NYFF '11 Review: My Week With Marilyn

· Joanthan Poritsky

Simon Curtis’s My Week With Marilyn is very much a Weinstein Company release. It is an impersonation romp more suited to the small screen than to the cinema. Replete with stunning performances, a corny soundtrack and uninspired technique, it is the stuff that the brothers Weinstein know how to spin into gold. And, much like The King’s Speech of last year, it will likely overcome its own mediocrity and dazzle awards voters all season long. It is the easiest answer to the Best Picture question.

Let’s start with the performances. Michelle Williams gets very close to brilliance portraying the incomparable Marilyn Monroe, a feat that shouldn’t (and won’t; see above) go uncommended. As complicated as Monroe was in her own time, her image has been Xeroxed, caricatured, overdone and parodied to death since her passing. It would be too easy for Williams to do Marilyn burlesque, a sort of recreation of the woman through her on-screen manifests. Thankfully, she becomes something more; a woman playing the part of the woman she wishes she could be.

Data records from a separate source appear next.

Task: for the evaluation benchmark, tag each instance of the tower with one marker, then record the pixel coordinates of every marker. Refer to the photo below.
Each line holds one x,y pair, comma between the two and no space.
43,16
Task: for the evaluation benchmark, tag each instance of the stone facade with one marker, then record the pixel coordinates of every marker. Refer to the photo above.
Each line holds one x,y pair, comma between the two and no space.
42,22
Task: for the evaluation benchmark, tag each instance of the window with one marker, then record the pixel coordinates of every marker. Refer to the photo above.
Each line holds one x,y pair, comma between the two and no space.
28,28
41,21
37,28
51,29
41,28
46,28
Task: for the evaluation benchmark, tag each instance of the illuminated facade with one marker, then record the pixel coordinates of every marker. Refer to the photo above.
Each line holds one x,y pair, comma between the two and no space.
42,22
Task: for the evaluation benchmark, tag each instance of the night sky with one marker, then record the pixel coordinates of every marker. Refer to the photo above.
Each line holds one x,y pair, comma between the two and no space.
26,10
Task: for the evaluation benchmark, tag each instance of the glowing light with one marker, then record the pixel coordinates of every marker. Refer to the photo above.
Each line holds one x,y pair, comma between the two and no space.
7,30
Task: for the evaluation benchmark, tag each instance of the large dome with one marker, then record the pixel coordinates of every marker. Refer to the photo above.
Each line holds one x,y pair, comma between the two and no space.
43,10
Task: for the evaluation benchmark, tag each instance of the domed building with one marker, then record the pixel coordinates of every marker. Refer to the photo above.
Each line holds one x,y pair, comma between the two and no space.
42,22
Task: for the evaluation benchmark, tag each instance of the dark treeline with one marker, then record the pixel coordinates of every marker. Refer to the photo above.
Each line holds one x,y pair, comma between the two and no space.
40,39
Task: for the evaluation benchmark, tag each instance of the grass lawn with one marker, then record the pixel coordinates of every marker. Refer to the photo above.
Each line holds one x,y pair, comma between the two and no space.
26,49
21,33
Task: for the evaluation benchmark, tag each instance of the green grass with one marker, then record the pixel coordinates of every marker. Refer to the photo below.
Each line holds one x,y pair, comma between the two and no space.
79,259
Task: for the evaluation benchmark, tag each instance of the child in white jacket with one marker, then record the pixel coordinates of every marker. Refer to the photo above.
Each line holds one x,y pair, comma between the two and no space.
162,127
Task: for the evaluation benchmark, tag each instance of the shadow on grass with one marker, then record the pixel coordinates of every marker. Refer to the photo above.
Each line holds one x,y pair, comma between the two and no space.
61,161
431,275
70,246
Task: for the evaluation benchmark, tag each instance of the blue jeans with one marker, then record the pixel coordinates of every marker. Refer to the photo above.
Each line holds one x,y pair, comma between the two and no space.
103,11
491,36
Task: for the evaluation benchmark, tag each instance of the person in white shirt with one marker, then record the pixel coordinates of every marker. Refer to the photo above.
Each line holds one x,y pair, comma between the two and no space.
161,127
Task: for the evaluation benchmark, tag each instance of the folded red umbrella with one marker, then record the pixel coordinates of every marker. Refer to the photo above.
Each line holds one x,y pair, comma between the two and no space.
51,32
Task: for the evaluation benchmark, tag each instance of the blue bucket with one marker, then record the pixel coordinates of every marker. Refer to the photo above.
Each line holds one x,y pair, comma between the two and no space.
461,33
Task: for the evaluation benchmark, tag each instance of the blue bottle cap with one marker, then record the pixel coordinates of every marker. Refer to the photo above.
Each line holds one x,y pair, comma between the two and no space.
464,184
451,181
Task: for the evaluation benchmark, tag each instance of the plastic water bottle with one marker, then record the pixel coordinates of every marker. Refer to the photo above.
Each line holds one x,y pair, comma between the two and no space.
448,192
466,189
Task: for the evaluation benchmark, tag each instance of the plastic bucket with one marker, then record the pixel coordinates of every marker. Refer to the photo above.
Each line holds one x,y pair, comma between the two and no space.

The role, however, falls short of illuminating too much outside of what the dialogue spoon-feeds us. Throughout the lumbering screenplay we are told that Marilyn is a broken woman who uses up the people around her. We wait for her to pulverize our hero, the young Colin Clark played by Eddie Redmayne. Colin is the son of an aristocrat who wishes to run off and make movies, eventually landing a gig as the third assistant director on a new film by Sir Laurence Olivier starring Monroe. Olivier is played by Kenneth Branagh, a Briton who has earned a stature similar to the man he is portraying. Much like Williams, Brangh does his damnedest to sidestep farce and imbue his Olivier with only the slightest hint of homage, bringing out a spark of something more than the man we would see so many times on screen.

So, young Colin Clark finds himself amidst giants, with the greatest actor in the world teaming up alongside the hottest commodity in Hollywood. And he has seemingly unfettered access to both. Marilyn shows up late to set on a regular basis and is always accompanied by a cabal of handlers, the most vocal of whom is her acting coach, Paula Strasberg (Zoë Wanamaker). In a bit of backstage cleverness, this matchup of stars sets up a clash of acting styles. Monroe is fascinated by Colin who treats her as a woman instead of as a piece of meat. And so the two frolic for a fleeting period, at the expense of Colin’s untimely meet-cute with a wardrobe girl, Lucy (Emma Watson).

Since the Curtis is winkingly telling a tale of the filmmaking process (method acting’s rise, on-set union clashes, a new age of celebrity worship, etc.) perhaps it would have done him some good to revisit Syd Field or even Aristotle. The story is shoddy and the characters learn nothing. Worse, very little is at stake for our young hero who is forced to choose between beautiful and most beautiful. An aristocrat trying to make a name for himself can be a compelling story, but in this case Colin has so little to lose we have no reason to care. His love of Monroe never transcends schoolboy infatuation, yet we are expected to believe him when he asks the starlet to run away together. It’s going to take a lot more than charm and sweater-vests to bark up that tree.

With all this talk of story, I should perhaps be lambasting screenwriter Adrian Hodges, but I’m not so sure that’s where things first went wrong. There are a lot of elements of the story that could work and play instead as missed opportunities. The culture clash of actors abroad and the mental state of a young Monroe (before Some Like it Hot, before Kennedy) are brilliant fodder for a great story. All of the pieces are there on screen but they never cohere into something that goes beyond lecturing; they never form together to make cinema.

The fault then, I suspect, should lie with director Simon Curtis, but perhaps there is more at work here. I can’t get over how similar this film feels to The King’s Speech. Stylistically on almost every count, even down to those damned wide lenses, Marilyn mimics the prior film. Can it be, then, that the Weinsteins are to blame? Harvey has a long history of watering down films in order to land an Oscar, but I think that process has now flipped around, inviting filmmakers to keep their aspirations in check and take the easiest route possible. It’s a real shame, because there’s a great story trying to break through here, with a world-class cast dying to do good. Unfortunately, it never comes together into something more than “just okay.”